Superficially speaking, the look-and-feel difference between StarOffice and Applixware is that StarOffice features itself as having a self-contained, uniform office environment, all in one window (see Figure 1), whereas Applixware's components are integrated but have individual windows operating within the window manager's environment (see Figure 2). The advantage of StarOffice's approach is that users have a complete office environment they can use on any platform with any window manager, without having to deal with anything unfamiliar. Likewise, the advantage of Applixware's approach is that it gives more flexibility to the user to manipulate the windows in whatever ways happen to work best. Hence, the disadvantage, if you call it that, is users will need the brainpower to cope with a window manager. Still, it must be said that window managers for Linux have become nothing short of amazing, while StarOffice's environment does not look as nice or work as well as any of our typical window managers or desktop environments. In fact, StarOffice's habit of restricting everything to one window loses the benefit of virtual desktops and can lead to several layers of clutter. However this is entirely an issue of personal taste, and while I prefer Applixware's flexibility of windows, many people will prefer StarOffice's self-contained environment, and none of this should really matter compared to the capabilities of the suites.
The word processor may be the most popular computer application and consequently has become a flagship product in office suites. Corel, for example, is planning to deliver an office suite for Linux based around the strength of WordPerfect. Word processors don't actually do anything phenomenal and they're very similar these days, so as a result of an effort to improve word processors that are already just fine, they have become overrun with gratuitous functions, while it seems some basic areas are given less attention than they might deserve.

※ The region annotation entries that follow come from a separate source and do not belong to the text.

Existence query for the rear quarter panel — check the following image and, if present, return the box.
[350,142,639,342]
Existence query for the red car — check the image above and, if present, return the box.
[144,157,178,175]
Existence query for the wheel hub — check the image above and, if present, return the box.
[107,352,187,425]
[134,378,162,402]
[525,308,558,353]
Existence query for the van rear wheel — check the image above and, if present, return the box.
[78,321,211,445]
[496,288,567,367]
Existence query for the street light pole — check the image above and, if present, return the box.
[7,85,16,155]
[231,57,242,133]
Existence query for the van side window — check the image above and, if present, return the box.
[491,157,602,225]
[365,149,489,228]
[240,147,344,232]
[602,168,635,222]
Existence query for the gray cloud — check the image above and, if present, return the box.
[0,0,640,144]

An important consideration for Linux users who want to purge MS Word from their life, but need to read and write .doc files, is how well a Linux word processor can import and export different file formats. StarOffice Writer and Applix Words both export and import MS Word files and RTF (Rich Text Format), but Applixware supports more import/export formats including WordPerfect, Frame MIF and various ASCII formats, while StarOffice has very strong support for export formats but less support for importing. “It's not us vs. them, it's us and them” says Applix's web site, and this consideration is taken more seriously with Applixware. Sun probably doesn't see things this way and has the capital to make this an “us vs. them” struggle. In fact, Sun has developed a program to wean people from MS Office and get them trained for StarOffice. Still, cooperation is nice, and these processors would benefit from increased support of standards like PostScript and PDF. The existing support for importing and exporting document formats is not quite perfect in either, and there seems to be some resentment on all fronts to keep up with everyone's formats. However, documents are less complicated than spreadsheets, so you can expect things to be all right here.
As for the gratuitous functions, both Applix Words and StarOffice Writer are loaded. Obviously, these days you can easily import whatever you want into your document, especially anything created with any other component of the office suite. This is exceedingly useful, but a host of other features go a bit over the top. Both suites can make all sorts of formatting contortions, format automatically, correct errors, offer thesaurus support, insert all kinds of objects and fields, sort, merge and manipulate whatever you like. And, of course, there's clip art—lots of it. Word processing has become synonymous with desktop publishing, and now it's moved into the new territory of the Web.